Josh has a passion for developing information technology in Africa after serving there for 1.5 years as a peace corp volunteer. He is very white, and speaks fluent Swahili. During his stint there, he got 5 bouts of malaria and one of amoeba dysentery. (He also told me about a case of ocular schistosomiasis that he witnessed there on our first date, without really knowing my tolerance level for grossness.) After he came back, he worked for 2 years as a computer engineer for a Silicon Valley startup, but he quit at the beginning of this year to start his non-profit organization to help grassroots organizations in Africa use technology to sustain themselves at the community level.
He’s just been nominated as a TED fellow (and naturally I agreed to proof his application the night before it was due.) About a month ago, on one of his trips to Tanzania, he emailed me in the middle of his trip with the news that he got malaria– again. This would be his sixth bout of most likely falciparum malaria. He failed a course of artemether-lumefantrine, and decided to email ME about whether to start a course of malarone! He was telling me he was dizzy and seeing things that aren’t there, and I was worried sick about cerebral malaria that can kill you dead in 24 hours! He wrote back and was all like: “oh, try not to worry about me, I’ve done this under much worse circumstances, hallucinating from the fever alone in a hut on my voodoo island in Tanzania where they only have witch doctors. And I was tended to by spice smugglers who rescued me from a corrupt policeman who tried to arrest me for appearing drunk because of the malaria. Now I’m actually in the capital, where you want to avoid the hospitals because you can get TB there.” Great.

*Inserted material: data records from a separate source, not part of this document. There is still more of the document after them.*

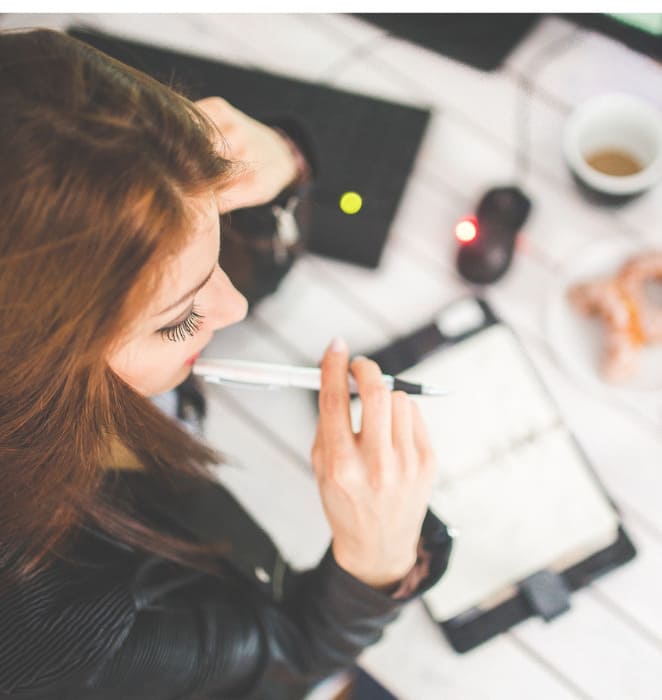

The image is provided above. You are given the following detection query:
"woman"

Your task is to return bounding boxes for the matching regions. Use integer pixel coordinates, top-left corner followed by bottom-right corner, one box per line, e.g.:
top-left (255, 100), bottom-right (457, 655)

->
top-left (0, 30), bottom-right (449, 700)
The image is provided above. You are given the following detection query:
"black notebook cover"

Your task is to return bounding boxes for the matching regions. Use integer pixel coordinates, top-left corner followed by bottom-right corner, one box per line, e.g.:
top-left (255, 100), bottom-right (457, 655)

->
top-left (366, 298), bottom-right (636, 652)
top-left (69, 28), bottom-right (430, 267)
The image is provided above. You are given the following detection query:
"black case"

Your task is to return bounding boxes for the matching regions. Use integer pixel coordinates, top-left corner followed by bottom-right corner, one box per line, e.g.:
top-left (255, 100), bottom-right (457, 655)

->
top-left (68, 27), bottom-right (430, 268)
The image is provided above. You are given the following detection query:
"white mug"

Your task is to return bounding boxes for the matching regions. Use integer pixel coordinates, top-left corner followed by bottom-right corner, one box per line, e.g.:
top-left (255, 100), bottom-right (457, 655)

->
top-left (563, 93), bottom-right (662, 200)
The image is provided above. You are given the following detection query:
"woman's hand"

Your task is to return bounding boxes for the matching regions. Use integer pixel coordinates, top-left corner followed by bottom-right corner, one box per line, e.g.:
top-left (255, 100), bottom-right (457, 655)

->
top-left (195, 97), bottom-right (297, 213)
top-left (312, 341), bottom-right (436, 588)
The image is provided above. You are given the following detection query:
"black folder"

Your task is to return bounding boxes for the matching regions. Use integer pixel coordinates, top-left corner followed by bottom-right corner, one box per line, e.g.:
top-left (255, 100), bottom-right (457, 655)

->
top-left (68, 28), bottom-right (430, 268)
top-left (366, 297), bottom-right (636, 652)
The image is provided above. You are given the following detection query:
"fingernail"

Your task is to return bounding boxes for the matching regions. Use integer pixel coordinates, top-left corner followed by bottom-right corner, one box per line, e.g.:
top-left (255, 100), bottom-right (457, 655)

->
top-left (330, 336), bottom-right (347, 352)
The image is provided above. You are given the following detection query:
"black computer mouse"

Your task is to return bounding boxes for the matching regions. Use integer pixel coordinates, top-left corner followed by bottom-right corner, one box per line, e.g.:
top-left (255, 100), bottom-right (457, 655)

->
top-left (457, 187), bottom-right (531, 284)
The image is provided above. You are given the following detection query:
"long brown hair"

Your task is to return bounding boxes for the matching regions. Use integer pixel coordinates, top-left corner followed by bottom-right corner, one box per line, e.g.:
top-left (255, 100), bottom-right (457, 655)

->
top-left (0, 30), bottom-right (239, 585)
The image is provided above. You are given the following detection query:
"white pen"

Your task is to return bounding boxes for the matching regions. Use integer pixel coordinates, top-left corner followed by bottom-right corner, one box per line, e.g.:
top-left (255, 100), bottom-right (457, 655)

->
top-left (193, 358), bottom-right (448, 396)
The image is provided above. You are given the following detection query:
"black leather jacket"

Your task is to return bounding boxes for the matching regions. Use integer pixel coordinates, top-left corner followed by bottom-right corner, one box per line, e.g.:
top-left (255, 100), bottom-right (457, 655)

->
top-left (0, 473), bottom-right (450, 700)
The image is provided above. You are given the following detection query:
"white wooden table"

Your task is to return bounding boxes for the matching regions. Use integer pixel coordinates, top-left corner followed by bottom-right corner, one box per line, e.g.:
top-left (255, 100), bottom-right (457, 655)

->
top-left (5, 14), bottom-right (662, 700)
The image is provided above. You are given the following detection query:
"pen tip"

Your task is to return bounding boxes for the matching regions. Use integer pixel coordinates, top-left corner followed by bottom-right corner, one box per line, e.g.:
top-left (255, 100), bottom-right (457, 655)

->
top-left (423, 385), bottom-right (450, 396)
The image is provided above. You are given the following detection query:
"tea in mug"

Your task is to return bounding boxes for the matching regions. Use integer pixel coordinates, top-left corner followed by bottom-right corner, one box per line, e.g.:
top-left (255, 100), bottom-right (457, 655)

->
top-left (585, 148), bottom-right (644, 177)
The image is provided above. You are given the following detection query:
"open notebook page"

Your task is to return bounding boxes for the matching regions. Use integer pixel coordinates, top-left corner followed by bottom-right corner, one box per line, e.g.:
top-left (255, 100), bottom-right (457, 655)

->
top-left (352, 324), bottom-right (618, 621)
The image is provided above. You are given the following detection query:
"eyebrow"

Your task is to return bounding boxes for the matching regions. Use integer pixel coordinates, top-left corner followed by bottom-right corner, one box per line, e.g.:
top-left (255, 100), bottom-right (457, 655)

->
top-left (155, 265), bottom-right (216, 316)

Long story short, upon his followup with a doctor in the US, the doctor thinks he initially received counterfeit artemether-lumefantrine, which should bring down fever in <12 hours and didn’t after 72 hours. Fortunately he apparently got real malarone when he decided to give that a try, because “why not?”
His health insurance just ran out yesterday, I think. He’s already booked another trip to other parts of Africa (Uganda, Kenya) in October to expand on his technology development. I’m thinkin’ he should visit a travel clinic before he goes, to make sure his immunizations are up to date. I also thought maybe he should pack some anti-malarials, but insurance doesn’t cover those unless you have active malaria. Malarone is like $300 out of pocket. Doxycycline prophylaxis apparently failed, so maybe he should be on qWeek chloroquine or something. I think he should also establish whether he has baseline asymptomatic parasitemia, because apparently some people do and that can mess up the diagnosis of an actue febrile illness that may not be malaria. I’m also worried about all the other great parasites you could get in East Africa, like sleeping sickness and schisto and amoeba, but I guess there isn’t great prophylaxis for those. His BMI is about 19, and he unintentionally loses weight every time he goes.
Anyway, some doctors see patients and then date them later (yeah, I know on the USMLE you have to bubble the choice that says that’s sketchy ethics). Apparently, this is happening to me in reverse. He’s not my boyfriend and I’m not getting my romantic hopes up, but I just thought I should try to help make his frequent trips to Africa a little safer because he is in a way quite the stereotypical young male patient you’re familiar with.